Sir Miche whistled and made her laugh as they set off east, the rickety cart swaying.

* * *

Remin was the first to step upon the completed footing of the bridge.

“Not a wobble,”

he said, marveling as he watched the dark water of the Brede streaming around the new stone island, an oblong diamond that cut straight and true through that turbulent tide.

“You’ll be starting the docks next week?”

“Yes, Your Grace,”

said Master Guisse, examining the sides of the footing with a critical eye.

“So long as we have sufficient hands, I do not anticipate any further delay.”

“I do not anticipate borrowing any more workers from you,”

said Remin, who had stolen a dozen laborers to sort out the flooding by the wall.

That had been a very long couple of days for everyone.

But even with devils and floods, the work of the valley continued, and he and the master went on to the proposed site of the port, where the first piles had already been driven into the river, outlining its curving form.

The machines required to build a bridge were much the same as those that would build the port and its network of docks, and the need for transport across the river was urgent.

The long summer days allowed plenty of time to shuttle men and supplies back and forth from the Gellege Bridge, but soon enough the days would begin to shorten, and they could not afford to have wagons racing the devils to the gates.

Remin already had another work crew building a fortification halfway between Tresingale and the bridge, just in case.

This port would solve the problems of overland travel.

Like everything else, it would grow with time; Master Didion and Master Guisse had put their heads together on the final design, a marvel of engineering where even the cranes would be works of art.

The port of Tresingale must be efficient, for all the trade of the Brede would flow through it, up into the valley or onto the bridge, for further transport overland.

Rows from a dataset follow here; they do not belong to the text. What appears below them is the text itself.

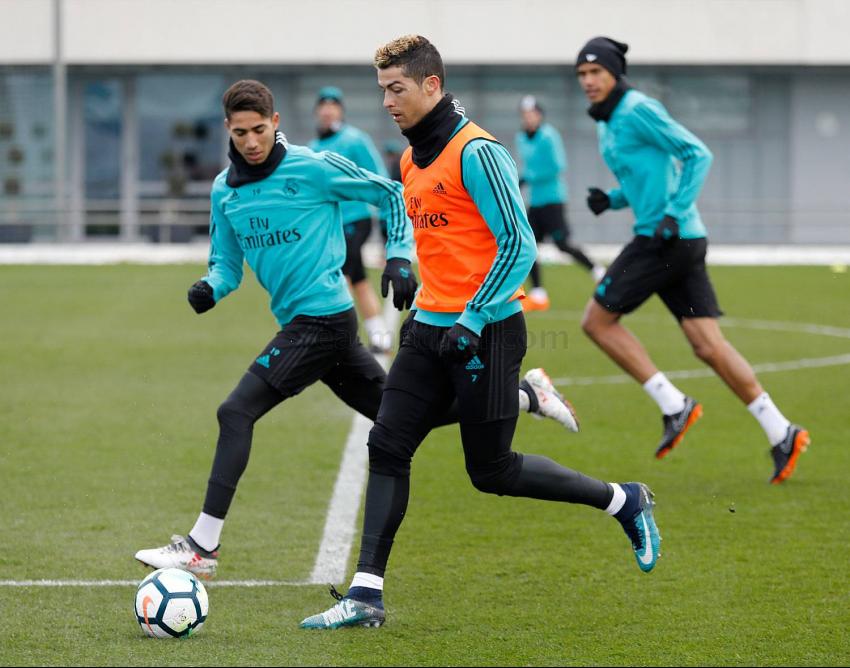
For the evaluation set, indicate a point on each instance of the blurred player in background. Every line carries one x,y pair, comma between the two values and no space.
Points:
467,338
334,134
642,145
277,207
543,163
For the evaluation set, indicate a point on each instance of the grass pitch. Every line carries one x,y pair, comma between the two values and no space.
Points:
107,429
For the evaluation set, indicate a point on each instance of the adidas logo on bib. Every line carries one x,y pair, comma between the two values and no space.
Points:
475,364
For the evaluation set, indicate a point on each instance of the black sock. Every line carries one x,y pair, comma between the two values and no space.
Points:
541,478
386,503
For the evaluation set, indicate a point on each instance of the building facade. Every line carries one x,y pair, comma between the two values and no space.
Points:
118,101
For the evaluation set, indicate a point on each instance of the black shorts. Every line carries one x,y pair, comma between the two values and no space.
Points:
486,387
675,272
549,221
356,234
326,348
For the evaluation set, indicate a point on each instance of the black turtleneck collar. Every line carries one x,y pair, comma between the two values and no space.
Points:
430,135
242,172
601,111
327,133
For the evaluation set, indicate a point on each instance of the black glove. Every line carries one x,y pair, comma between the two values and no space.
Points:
405,327
666,232
459,344
200,297
597,200
399,273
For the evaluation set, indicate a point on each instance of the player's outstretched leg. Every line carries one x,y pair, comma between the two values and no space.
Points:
785,453
639,524
676,425
182,553
348,611
545,400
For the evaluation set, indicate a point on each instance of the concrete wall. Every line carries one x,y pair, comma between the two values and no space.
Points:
801,32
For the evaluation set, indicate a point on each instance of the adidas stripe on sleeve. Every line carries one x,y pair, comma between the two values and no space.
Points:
490,176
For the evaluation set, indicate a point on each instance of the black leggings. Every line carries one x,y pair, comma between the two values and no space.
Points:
252,399
419,385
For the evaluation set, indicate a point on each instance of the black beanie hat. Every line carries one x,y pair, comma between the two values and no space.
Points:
607,52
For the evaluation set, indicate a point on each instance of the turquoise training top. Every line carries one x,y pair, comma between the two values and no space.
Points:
358,147
288,228
661,165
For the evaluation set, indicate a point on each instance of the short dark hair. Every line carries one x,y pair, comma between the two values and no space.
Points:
248,95
417,57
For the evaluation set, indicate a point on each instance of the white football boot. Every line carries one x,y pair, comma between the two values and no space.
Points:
181,553
546,401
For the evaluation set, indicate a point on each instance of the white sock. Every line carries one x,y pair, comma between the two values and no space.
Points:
377,331
770,418
524,401
368,580
668,397
618,500
207,531
375,325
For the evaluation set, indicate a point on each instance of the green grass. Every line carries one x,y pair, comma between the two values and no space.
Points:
107,427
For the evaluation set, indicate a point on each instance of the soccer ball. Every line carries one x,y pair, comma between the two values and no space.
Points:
171,603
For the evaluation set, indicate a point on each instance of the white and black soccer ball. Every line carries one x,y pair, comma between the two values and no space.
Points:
171,603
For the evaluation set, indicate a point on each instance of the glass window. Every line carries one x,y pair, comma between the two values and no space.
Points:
715,103
26,133
181,135
102,112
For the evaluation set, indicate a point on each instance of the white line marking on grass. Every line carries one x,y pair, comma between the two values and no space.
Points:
764,367
338,536
134,583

But it was important to Remin that it should be beautiful.

One day, the faces of the stars would look down on visitors from the hillside: Zeraf, the governor of trade, or Nahvet, the star of sailors, a weathered old man with keen eyes, and his lamp ever lifted.

Remin wanted people to know when they had arrived in Tresingale.

“We have been considering your competitors, my lord,”

said one of Edemir’s secretaries later that afternoon, a former merchant named Bendir who had charge of the river trade.

They were meeting in the new offices above the storehouse, to accommodate their expanding number of experts, and Bendir produced a map of the river, pointing to the duchy furthest east.

“Leinbruke charges a passage tariff, a single fee to any merchant that wants to move through the duchy without stopping to trade.

It’s cheap, but if a merchant sells so much as a hair ribbon, it’s considered smuggling.

Firkane charges by the mile, but there is no tariff on trade.

Norgrede is the worst; they have both a passage tariff and fees at the ports, so they’re essentially double-dipping. A merchant who wants to move goods from Leinbruke to the port at Alenre will pay around twenty gold sen. That’s why Lein cashmere is so expensive. It costs the earth just to get it out of Leinbruke.”

All of this was far outside Remin’s experience.

But from the excited glances the secretaries were exchanging, he suspected it was good news.

“We can do better?”

he guessed.

“A tariff by port, Your Grace,”

said Bendir, indicating multiple black markers on the map.

“You have a monopoly on the river; anyone wishing to use it for trade must use your ships and pay your price.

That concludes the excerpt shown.